Fitch Ratings recently reduced the US government’s credit grade from AAA to AA+. The agency cited the nation’s troubling fiscal forecast as a major factor behind this decision. The downgrade took place against the backdrop of debates over increasing the debt limit and predictions of financial deterioration in the next three years due to tax cuts, fresh spending initiatives, economic turbulence, and recurring political standoffs.
Following the downgrade, Moody’s Investors Service remains the only major rating agency still assigning the US sovereign debt its highest rating, Aaa.
What Are the Fitch Credit Ratings?
Fitch Ratings is one of the three major global credit rating agencies, the other two being Moody’s and Standard & Poor’s. These agencies evaluate the creditworthiness of entities such as businesses and governments, and the credit quality of their debt issues.
Credit ratings are used by investors to assess the risk of default on debt, and they influence the interest rates that entities must pay to borrow money. A higher rating indicates a lower risk of default, and thus a lower interest rate, while a lower rating indicates a higher risk of default and a higher interest rate.
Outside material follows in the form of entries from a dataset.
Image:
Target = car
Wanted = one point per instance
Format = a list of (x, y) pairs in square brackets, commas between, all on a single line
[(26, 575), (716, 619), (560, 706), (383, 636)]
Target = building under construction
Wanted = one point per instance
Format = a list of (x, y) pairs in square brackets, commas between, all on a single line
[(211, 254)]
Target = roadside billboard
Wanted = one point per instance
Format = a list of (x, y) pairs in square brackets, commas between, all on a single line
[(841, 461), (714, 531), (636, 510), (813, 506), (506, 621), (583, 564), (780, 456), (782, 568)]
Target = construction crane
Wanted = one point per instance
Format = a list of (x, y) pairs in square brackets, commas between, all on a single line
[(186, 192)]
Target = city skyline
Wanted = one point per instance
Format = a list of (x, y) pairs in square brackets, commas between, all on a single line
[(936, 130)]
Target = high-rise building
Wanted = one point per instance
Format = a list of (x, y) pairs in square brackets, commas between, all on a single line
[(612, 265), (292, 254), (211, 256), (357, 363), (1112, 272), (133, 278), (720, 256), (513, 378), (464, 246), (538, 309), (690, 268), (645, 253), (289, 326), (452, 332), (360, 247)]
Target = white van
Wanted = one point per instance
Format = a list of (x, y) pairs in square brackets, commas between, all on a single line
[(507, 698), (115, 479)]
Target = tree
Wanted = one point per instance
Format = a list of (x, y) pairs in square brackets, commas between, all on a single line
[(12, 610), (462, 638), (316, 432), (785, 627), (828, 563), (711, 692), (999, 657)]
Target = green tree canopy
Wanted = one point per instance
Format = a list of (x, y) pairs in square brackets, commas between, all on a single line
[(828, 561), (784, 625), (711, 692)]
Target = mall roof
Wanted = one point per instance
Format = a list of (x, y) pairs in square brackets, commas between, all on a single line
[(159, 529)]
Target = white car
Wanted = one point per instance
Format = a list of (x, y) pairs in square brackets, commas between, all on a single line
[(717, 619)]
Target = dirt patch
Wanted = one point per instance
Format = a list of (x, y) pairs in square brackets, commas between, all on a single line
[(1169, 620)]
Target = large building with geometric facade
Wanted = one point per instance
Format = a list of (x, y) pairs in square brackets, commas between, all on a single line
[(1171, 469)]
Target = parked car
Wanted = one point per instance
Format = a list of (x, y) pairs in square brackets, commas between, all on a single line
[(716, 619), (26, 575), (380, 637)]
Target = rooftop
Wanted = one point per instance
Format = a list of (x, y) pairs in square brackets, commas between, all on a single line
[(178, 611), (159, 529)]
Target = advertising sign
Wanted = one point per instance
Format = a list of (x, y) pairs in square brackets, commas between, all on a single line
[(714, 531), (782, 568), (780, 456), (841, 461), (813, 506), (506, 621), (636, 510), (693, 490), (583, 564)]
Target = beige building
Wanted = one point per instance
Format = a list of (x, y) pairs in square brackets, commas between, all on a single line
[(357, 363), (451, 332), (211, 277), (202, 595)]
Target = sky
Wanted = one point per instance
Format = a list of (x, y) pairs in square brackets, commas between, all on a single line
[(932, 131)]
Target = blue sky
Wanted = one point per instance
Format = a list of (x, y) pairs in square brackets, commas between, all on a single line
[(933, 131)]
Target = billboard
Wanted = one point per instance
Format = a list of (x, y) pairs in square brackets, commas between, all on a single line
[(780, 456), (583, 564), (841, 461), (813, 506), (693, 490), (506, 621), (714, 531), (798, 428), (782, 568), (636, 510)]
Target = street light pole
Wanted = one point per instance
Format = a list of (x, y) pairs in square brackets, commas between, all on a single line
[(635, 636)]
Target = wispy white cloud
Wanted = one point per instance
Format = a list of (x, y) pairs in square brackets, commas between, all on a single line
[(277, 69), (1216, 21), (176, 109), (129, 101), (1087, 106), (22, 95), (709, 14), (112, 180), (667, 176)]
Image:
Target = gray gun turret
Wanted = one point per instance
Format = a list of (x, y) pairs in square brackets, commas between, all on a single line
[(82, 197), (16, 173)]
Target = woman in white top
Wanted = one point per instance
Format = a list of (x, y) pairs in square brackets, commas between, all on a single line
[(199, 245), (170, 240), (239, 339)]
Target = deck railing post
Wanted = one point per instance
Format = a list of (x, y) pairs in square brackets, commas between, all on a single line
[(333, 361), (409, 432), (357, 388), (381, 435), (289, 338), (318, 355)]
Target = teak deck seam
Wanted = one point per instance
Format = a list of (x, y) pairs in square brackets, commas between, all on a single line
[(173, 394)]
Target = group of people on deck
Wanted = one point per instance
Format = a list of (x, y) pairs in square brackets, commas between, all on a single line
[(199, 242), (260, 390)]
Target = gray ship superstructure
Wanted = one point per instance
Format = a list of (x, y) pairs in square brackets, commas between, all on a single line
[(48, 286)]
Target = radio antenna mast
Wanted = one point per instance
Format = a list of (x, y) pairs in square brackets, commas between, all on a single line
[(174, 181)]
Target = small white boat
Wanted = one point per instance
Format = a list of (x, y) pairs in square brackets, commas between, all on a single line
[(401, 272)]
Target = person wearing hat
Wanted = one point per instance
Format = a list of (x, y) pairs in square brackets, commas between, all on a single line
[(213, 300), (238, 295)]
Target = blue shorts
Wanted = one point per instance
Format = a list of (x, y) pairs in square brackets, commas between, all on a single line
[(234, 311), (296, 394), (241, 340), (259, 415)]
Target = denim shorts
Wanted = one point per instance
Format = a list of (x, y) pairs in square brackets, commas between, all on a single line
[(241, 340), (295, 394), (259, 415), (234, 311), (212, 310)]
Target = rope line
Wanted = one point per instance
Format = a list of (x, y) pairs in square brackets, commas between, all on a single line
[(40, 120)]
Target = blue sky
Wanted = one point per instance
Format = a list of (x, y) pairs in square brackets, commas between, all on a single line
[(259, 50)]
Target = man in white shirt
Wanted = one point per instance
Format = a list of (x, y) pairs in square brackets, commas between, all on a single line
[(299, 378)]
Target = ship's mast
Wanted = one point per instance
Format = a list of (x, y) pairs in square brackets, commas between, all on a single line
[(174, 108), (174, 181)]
Fitch Ratings provides international credit ratings, employing a scale from ‘AAA’ (the highest) to ‘D’ (default). Here’s a basic overview of Fitch’s credit rating scale:
- ‘AAA’ ratings denote the lowest possible risk of default. Entities with this rating are considered to have an extremely strong capacity to meet their financial commitments.
- ‘AA’ ratings denote a very low default risk, slightly more so than ‘AAA’ entities. The capacity to meet financial commitments is very strong.
- ‘A’ ratings denote a low default risk. The capacity to meet financial commitments is strong, but the rating is somewhat more susceptible to adverse economic conditions.
- ‘BBB’ ratings denote a moderate default risk. They represent the lowest rating category considered investment grade. Adverse economic conditions are more likely to weaken this capacity.
- ‘BB’, ‘B’, ‘CCC’, ‘CC’, and ‘C’ ratings denote a higher default risk. They are considered speculative grade, with ‘BB’ being the least and ‘C’ being the highest risk within this group.
- ‘D’ rating is assigned when an entity has defaulted on a financial commitment.
Each rating from ‘AAA’ to ‘CCC’ can be modified by a plus (+) or minus (-) sign to show relative standing within each category.
Remember, credit ratings are not absolute measures of default probability. They are relative rankings of credit risk, and while they can be useful tools for investors, they should not be the sole factor in any investment decision. As the 2008 financial crisis showed, even highly-rated securities can still carry significant risk.
Why the Drop?
This fiscal year’s first nine months saw the US federal deficit surge to $1.39 trillion, a hefty 170% increase from the previous year’s same period. As a result, the Treasury boosted its borrowing forecast for the current quarter to $1 trillion, exceeding its May prediction of $733 billion. Fitch states,
“The rating downgrade of the United States reflects the expected fiscal deterioration over the next three years, a high and growing general government debt burden, and the erosion of governance…In Fitch’s view, there has been a steady deterioration in standards of governance over the last 20 years, including on fiscal and debt matters, notwithstanding the June bipartisan agreement to suspend the debt limit until January 2025,”
The downgrade stirred political debates, with Democrats accusing Republicans of hindering the earlier increase of the debt ceiling, while the GOP attributed the downgrade to ‘Bidenomics’ – a phrase commonly used when referring to President Biden’s spending plans.
Response and Commentary
US Treasury Secretary, Janet Yellen, responded with strong criticism of Fitch’s move, calling it “arbitrary” and “outdated”. Yellen pointed to recent signs of economic stability and the eventual raising of the debt limit as reasons for her dissent. In similar fashion, Allianz SE’s chief economic adviser, Mohamed El-Erian, questioned the timing of the downgrade, expressing skepticism about its influence on investors.
Interestingly, the bond market reacted mildly to the downgrade. While a rating downgrade often results in a decrease in bond prices, the yield on 10-year Treasury bonds remained relatively unchanged. Meanwhile, the equivalent rate on German securities experienced a slight dip. Risk-sensitive assets didn’t fare as well, with Europe’s Stoxx 600 Index seeing its most significant drop in a month.
Fitch’s downgrade may also complicate matters for funds or index trackers strictly invested in AAA-rated securities, potentially leading to compulsory sales for compliance.